Unprecedented Cruelty
When he was living in Cologne Germany, Marx started a daily newspaper, Neue Rheinische Zeitung, to advocate his theory of communism. Authorities suspended the newspaper and ordered Marx to leave the country. In its final editorial dated May 18, Marx wrote, “We have no compassion and we ask no compassion from you. When our turn comes, we shall not make excuses for the terror.”
This remark was consistent with the ending of The Communist Manifesto, which claimed the goal could be achieved only by forcefully overthrowing all existing social conditions. When it came to the CCP, the regime was skillful with both brutality and lies.
Over the past 80 years, about 80 million Chinese people have lost their lives due to the brutality of the CCP. During the Great Chinese Famine between 1959 and 1961 alone, 45 million people had died of starvation. A report in 2011 found the suicide rate in China was 22.23 people out of every 100,000. This means almost 300,000 people killed themselves every year, or a suicidal death once every two minutes.
Brutality often goes hand in hand with lies and propaganda. For example, in 1957, Mao launched the Hundred Flowers Campaign during which people were encouraged to speak out and criticize the Party. After a short while, however, all those who made negative comments about the Party were punished, and 400,000 to 700,000 people imprisoned.
But communism did not stop in China. Since the 1960s it has infiltrated Western society under the disguise of various liberal thought movements to systematically undermine traditional values globally. This is what Marx expected, similar to that outlined by the Illuminati and Freemasonry.
The Battle Between the Free World and Communism
During its peak time, communism ruled about one-third of the global population. The entire world is divided into two blocs, as different from each other as day and night.

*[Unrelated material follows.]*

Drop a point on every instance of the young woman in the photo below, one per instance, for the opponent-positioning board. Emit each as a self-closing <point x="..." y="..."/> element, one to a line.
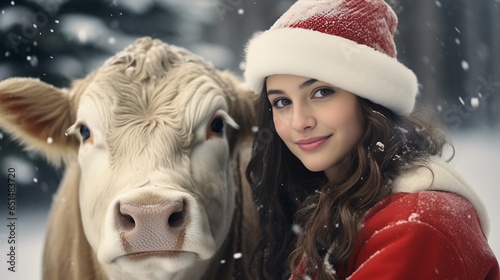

Besides the Cold War, there have been constant battles between the two camps in American society. In 1932, the retiring head of the Communist Party USA (CPUSA) published a book titled Towards Soviet America and then the general secretary of that organization moved the party closer to the Soviets as well as helped to develop its secret underground network, which Stalin’s intelligence service NKVD (precursor to the KGB) controlled.
In the remaining 1930s, the CPUSA became very active infiltrating politicians, elections, and civil rights organizations. These efforts gradually changed the U.S. government’s policies in favor of the CCP. By 1949 and the early 1950s, the danger of communism became evident and Soviet espionage came to light. Joseph McCarthy and others took action and greatly reduced the influence of communism in U.S. culture, science, and government.
U.S. President Ronald Reagan worked to stop the spread of communism from his first day in office. Referring to communists as “enemies of freedom” during his inaugural speech in 1981, he was stunned by the scale of Soviet espionage and he called communism “the focus of evil in the modern world.”
It was after these efforts that the Berlin Wall fell in November 1989 and the Soviet Union officially ended in 1991. “The totalitarian system which deprived the country of an opportunity to become successful and prosperous long ago has been eliminated. A breakthrough has been achieved on the way to democratic changes,” remarked Gorbachev during his resignation speech on December 25, 1991. “Free elections, freedom of the press, religious freedom, representative organs of power, a multiparty (system) became a reality, and human rights are recognized as the supreme principle.”
This followed a widespread effort to purge communist influence in Central and Eastern Europe. Laws were passed, communist symbols and statues were demolished, and textbooks were corrected to restore historical facts.